Written by Vince Smith-Hughes, director of specialist business support at Prudential UK
This article is not intended to be financial advice to any individual. The views expressed are those of the author and Moneyfacts.co.uk does not endorse the content.
The pandemic has brought many terrible consequences. As well as the tragic human cost, it has also had a significant impact on financial markets. At one point in March, the FTSE 100 (the index tracking the 100 largest companies in the UK) was down by over a third compared with the position at the start of the year. This came as quite a shock to many people, as prior to this year we have seen a significant bull market during the past five years, part of the longest bull run in history. Since March, we have seen markets recover at least partially, dependant on where you are invested.
One particular group who are extremely concerned are those that had planned to retire in the next five years. But how will your pension be affected? Let’s take a look at the different types of schemes you may have.

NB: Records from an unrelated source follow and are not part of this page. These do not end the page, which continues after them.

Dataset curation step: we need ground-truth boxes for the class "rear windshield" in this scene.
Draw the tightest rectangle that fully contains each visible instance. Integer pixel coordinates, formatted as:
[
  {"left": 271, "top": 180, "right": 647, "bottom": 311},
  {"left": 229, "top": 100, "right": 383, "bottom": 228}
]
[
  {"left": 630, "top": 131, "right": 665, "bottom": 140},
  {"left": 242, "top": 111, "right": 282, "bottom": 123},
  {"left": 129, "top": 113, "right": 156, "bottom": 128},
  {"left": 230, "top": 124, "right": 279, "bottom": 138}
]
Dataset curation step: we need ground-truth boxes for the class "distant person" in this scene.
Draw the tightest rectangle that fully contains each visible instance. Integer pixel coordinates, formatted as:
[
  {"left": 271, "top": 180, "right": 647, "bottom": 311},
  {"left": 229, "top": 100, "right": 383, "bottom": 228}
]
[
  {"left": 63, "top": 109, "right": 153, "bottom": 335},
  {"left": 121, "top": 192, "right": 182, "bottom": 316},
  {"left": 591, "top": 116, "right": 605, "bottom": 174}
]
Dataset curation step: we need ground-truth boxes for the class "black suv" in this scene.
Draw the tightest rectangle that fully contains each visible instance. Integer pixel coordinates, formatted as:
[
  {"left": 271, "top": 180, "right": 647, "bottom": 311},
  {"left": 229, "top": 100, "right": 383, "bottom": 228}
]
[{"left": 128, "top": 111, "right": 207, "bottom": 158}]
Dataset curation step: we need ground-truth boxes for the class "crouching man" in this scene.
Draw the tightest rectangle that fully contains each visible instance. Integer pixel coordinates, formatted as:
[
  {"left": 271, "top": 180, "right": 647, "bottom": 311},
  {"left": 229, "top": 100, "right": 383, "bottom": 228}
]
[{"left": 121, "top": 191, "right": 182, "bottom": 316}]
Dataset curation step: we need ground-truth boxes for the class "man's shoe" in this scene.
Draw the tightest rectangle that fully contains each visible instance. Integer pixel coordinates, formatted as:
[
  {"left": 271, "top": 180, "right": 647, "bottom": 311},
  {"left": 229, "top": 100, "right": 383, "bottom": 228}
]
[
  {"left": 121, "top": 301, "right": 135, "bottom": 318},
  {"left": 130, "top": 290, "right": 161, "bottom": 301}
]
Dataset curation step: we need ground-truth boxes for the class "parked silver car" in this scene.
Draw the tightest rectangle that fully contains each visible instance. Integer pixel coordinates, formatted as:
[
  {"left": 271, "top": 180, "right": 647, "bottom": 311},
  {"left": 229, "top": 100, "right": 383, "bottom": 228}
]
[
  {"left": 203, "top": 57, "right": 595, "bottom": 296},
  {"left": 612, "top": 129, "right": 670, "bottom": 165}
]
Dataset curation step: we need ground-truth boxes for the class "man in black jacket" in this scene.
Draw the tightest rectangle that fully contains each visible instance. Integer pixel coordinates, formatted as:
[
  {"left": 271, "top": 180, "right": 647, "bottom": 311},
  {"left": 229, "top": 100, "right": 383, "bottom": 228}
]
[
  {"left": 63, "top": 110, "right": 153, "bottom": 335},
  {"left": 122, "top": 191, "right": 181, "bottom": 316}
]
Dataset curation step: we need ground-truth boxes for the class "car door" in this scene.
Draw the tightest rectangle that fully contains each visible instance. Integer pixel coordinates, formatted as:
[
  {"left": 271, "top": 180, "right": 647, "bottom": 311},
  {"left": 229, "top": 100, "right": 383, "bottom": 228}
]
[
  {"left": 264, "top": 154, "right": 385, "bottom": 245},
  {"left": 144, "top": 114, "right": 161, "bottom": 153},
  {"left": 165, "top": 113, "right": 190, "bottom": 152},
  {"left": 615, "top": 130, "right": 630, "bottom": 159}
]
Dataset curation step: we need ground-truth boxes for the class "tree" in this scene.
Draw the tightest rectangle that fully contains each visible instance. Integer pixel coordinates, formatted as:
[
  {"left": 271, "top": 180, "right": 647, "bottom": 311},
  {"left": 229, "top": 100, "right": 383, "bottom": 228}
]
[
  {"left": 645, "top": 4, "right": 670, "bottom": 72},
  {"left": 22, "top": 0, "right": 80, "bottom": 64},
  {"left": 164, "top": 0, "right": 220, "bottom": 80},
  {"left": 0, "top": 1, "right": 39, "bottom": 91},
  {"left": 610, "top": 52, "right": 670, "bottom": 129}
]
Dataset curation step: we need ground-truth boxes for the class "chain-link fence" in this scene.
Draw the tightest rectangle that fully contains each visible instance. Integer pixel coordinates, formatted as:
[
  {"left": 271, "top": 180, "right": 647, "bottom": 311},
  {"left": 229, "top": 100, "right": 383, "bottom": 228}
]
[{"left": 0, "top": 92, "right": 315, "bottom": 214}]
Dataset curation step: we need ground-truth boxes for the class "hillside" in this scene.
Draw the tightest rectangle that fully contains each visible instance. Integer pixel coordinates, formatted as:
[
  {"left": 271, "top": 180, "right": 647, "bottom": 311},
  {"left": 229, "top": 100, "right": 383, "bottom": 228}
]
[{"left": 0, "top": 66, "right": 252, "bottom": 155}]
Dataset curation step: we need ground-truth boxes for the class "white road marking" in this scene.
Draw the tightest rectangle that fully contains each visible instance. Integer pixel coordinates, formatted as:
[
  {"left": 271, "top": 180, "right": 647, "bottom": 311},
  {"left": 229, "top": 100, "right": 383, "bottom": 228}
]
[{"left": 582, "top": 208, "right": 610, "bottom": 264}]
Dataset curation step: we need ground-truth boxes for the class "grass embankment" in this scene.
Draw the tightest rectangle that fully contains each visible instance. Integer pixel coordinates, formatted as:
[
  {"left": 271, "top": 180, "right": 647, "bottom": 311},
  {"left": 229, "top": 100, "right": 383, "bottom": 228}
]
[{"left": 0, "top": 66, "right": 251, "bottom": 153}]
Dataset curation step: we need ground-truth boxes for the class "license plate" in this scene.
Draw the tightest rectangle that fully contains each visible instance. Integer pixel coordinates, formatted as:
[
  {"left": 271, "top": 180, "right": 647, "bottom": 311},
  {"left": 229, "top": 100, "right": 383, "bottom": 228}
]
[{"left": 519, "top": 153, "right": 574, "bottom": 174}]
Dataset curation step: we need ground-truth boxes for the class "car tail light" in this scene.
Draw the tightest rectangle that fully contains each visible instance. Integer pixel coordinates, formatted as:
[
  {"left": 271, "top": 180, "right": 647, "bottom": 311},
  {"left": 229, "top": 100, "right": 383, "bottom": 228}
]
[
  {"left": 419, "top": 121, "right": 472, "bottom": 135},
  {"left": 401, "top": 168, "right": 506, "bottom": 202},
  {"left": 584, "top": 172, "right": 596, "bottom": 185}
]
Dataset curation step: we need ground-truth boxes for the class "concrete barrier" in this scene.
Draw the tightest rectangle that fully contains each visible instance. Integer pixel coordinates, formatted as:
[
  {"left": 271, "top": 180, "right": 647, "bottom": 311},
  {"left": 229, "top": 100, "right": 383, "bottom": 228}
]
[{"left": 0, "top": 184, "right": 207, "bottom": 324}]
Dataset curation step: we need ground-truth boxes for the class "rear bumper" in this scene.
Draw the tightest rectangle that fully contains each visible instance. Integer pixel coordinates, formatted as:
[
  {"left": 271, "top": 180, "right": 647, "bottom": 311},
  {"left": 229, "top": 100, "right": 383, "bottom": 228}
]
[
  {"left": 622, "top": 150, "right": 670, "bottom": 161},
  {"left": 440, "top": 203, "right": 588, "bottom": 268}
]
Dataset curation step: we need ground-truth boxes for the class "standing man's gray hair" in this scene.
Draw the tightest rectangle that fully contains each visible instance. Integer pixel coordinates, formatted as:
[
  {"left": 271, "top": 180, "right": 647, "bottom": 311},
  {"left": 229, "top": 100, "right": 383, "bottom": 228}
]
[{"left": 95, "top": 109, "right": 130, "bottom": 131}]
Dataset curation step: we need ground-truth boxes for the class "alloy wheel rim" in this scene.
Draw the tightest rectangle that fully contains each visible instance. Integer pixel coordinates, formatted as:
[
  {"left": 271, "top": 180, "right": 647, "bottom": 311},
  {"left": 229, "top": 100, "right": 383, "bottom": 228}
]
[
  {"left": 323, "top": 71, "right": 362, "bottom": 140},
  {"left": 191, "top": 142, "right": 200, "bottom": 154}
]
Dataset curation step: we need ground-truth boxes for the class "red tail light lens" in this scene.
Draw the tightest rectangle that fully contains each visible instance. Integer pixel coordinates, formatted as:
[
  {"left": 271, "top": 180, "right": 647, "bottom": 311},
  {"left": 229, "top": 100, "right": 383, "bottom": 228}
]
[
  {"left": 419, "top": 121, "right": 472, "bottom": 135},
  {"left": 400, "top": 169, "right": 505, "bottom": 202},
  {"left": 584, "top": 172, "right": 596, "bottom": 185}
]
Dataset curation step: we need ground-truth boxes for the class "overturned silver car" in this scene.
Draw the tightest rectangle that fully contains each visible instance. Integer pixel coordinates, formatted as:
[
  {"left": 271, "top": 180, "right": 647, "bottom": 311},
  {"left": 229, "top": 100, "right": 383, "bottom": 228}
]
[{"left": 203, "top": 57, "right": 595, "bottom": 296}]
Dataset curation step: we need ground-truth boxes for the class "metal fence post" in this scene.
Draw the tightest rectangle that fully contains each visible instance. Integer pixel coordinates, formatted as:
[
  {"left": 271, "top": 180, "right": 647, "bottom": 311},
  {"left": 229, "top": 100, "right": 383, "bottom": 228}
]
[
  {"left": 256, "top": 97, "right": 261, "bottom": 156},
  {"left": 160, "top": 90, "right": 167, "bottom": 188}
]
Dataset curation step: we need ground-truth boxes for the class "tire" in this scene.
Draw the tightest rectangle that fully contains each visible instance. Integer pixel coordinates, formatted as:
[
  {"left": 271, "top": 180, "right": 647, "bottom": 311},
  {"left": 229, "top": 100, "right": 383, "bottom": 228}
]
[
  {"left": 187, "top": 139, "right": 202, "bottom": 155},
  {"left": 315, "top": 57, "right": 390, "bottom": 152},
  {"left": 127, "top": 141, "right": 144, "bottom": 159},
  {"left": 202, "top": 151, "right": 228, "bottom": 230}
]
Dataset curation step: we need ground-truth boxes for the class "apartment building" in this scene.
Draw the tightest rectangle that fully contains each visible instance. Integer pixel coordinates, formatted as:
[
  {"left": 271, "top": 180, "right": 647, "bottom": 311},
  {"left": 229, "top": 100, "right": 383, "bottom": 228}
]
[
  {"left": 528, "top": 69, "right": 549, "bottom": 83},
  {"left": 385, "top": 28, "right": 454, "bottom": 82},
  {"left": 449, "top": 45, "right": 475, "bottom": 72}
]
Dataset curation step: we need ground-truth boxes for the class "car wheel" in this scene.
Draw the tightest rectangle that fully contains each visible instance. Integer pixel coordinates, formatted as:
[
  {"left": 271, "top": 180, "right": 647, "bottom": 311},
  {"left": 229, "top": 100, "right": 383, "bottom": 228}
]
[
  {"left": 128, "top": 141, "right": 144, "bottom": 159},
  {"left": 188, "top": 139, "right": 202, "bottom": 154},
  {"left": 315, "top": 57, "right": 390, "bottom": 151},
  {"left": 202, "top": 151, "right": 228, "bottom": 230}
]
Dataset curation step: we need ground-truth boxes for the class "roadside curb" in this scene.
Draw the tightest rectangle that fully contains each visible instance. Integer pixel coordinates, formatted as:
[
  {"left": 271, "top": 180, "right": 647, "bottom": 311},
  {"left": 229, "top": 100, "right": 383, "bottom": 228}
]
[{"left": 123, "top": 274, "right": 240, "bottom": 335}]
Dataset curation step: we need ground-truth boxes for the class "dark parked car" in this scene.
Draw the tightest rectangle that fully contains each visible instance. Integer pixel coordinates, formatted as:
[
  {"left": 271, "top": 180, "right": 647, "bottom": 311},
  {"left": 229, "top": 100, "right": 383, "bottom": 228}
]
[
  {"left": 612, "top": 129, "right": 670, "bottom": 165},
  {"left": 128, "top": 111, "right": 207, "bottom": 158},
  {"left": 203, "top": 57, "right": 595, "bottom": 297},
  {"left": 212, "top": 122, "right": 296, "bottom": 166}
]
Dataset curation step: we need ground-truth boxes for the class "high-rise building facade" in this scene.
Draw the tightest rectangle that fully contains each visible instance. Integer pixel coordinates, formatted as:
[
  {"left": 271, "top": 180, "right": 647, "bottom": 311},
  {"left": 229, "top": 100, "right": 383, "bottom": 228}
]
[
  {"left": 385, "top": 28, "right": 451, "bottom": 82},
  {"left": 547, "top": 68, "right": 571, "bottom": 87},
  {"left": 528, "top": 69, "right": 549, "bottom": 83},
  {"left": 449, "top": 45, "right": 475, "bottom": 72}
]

These types of schemes, also known as final salary schemes, provide a guaranteed level of benefit to their members. So, even if the underlying assets in the scheme have taken a hit, the retirees receiving an income are largely unaffected. I’ll therefore concentrate the remainder of this article assuming you are not lucky enough to have this type of arrangement to meet your retirement income needs.
With all these schemes, the principle is contributions by you and/or your employer are paid into a scheme, and the eventual fund at retirement is then used to pay income. This can be done in one of two main ways, either via taking income directly from the fund – known as income drawdown – or by buying an annuity, effectively using your fund to buy a guaranteed stream of income for life. In both cases the income is subject to tax, though a 25% tax-free cash sum can normally be taken from the fund initially.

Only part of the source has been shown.